Bitterness forms in our hearts when we meditate upon our pain until we become entrenched in it. The degree of pain we feel after a hurt depends on the interpretation we ascribe to the actions that produced the hurt. This is why thinking is important in the healing process. If your thinking is not disciplined, you will experience more pain in difficult circumstances and you will take much longer to recover from your pain. Pain is magnified when we allow our minds to roam freely in the midst of our hurts. ‘Why me?’ ‘What must he have been thinking about when he said that?’ ‘She must have meant to hurt me when she did that.’ ‘Why did God not do something to shield me from this?’ Unhelpful thought patterns like this aggravate our wounds and heighten our awareness of the gravity of the hurt we have experienced.

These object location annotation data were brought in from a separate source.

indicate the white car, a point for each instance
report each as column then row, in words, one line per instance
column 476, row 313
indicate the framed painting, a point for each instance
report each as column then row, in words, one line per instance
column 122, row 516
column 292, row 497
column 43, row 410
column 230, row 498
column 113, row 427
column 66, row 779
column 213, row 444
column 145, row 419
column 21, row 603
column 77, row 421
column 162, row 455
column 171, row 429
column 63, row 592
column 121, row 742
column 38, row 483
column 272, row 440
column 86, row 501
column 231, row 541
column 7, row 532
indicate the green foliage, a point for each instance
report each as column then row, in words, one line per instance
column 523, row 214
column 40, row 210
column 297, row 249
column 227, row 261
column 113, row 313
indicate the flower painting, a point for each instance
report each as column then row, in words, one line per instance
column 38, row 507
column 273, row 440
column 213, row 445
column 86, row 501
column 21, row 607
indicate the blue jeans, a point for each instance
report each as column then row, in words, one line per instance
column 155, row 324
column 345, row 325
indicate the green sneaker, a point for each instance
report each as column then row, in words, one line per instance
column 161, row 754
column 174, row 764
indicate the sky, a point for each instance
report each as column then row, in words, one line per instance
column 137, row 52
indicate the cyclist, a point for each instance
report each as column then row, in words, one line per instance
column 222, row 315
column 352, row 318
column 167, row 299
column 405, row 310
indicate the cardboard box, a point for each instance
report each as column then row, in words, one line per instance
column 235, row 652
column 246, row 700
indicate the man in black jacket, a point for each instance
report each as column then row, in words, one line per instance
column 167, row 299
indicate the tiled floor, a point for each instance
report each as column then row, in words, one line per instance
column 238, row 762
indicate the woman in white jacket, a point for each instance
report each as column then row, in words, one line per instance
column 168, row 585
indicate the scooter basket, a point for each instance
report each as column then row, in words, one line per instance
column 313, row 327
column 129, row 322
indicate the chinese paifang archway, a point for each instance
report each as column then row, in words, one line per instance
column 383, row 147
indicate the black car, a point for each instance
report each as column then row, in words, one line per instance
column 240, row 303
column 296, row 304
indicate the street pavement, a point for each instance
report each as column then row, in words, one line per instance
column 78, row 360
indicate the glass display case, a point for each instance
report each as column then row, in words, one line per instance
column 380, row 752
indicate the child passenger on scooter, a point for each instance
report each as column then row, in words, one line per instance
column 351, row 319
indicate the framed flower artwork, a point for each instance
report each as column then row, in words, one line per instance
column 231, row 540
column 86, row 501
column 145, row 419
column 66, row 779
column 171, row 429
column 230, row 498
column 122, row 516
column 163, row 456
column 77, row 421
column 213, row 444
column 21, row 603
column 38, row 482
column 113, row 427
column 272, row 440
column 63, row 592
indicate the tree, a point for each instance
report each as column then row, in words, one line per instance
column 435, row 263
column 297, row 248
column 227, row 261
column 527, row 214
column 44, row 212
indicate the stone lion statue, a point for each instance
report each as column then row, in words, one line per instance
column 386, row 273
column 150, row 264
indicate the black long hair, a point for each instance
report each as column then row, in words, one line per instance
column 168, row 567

When our mind becomes unguarded in its analysis and conclusions, we drift down the path of bitterness until we feel like there’s no way back to what we used to be.
Conversely, when we choose forgiveness, we frame the arguments in our mind along the lines of God’s word and we enhance our recovery speed in hurtful situations. Thinking in line with God’s word puts things in perspective. Our minds will always think, analyse and seek to make sense of what we have experienced. It is up to us to determine the parameters within which we will permit our minds to think. Why give your mind the freedom to escalate your pain? Why not use your mind as an instrument of healing by thinking about what God has to say about your situation? As we remind ourselves that we have the capacity to forgive the most grievous hurt, and recall that we are commanded to forgive by the only One qualified to judge all, we position ourselves firmly on the path to forgiveness.
Forgiveness is a spiritual discipline that reminds us of how fallible we are ourselves. We are all prone to mistakes; we are all recipients of God’s mercy. The person who chooses not to forgive consciously places themselves outside the circle of God’s grace and mercy. Colossians 3:13 clearly instructs us, ‘Bear with each other and forgive one another if any of you has a grievance against someone. Forgive as the Lord forgave you.’ While unforgiveness may seem justifiable in certain circumstances when someone has caused us great harm, it achieves no good and simply exacerbates our pain. The wiser choice is to allow God to defend our cause and be the Judge of all. Forgiveness may sometimes seem inconceivable but unforgiveness harms us much more than the original hurt did.
Pain is a natural response to hurt but bitterness prolongs the pain while forgiveness heals the pain. Our choice of forgiveness over bitterness is what begins the healing process for our pain. Forgiveness is a self-healing mechanism that helps us bounce back. When we are hurt emotionally, we feel the pain internally but when we forgive, the hurt loses the ability to hold us bound. What pains are you nursing? What hurts have you experienced that you are finding it hard to let go of? Forgiveness is often not an easy choice but the price of unforgiveness is too costly to afford. Don’t give in to bitterness.
Today is the day when you need to make a clean break; a break from the pain and hurt that has tried to clip your wings and hold you bound. This is your opportunity to give your hurts to God and let Him pour balm into your wounded soul. There is healing with God. There is restoration in Him alone. If you feel you cannot forgive in your power, you are right; let Him strengthen you from within to do what you know you must do. God and God alone can empower you to rise above bitterness and feel the liberty that accompanies forgiveness. You may not have chosen your hurt but today is the day when you choose your response to it. Choose well.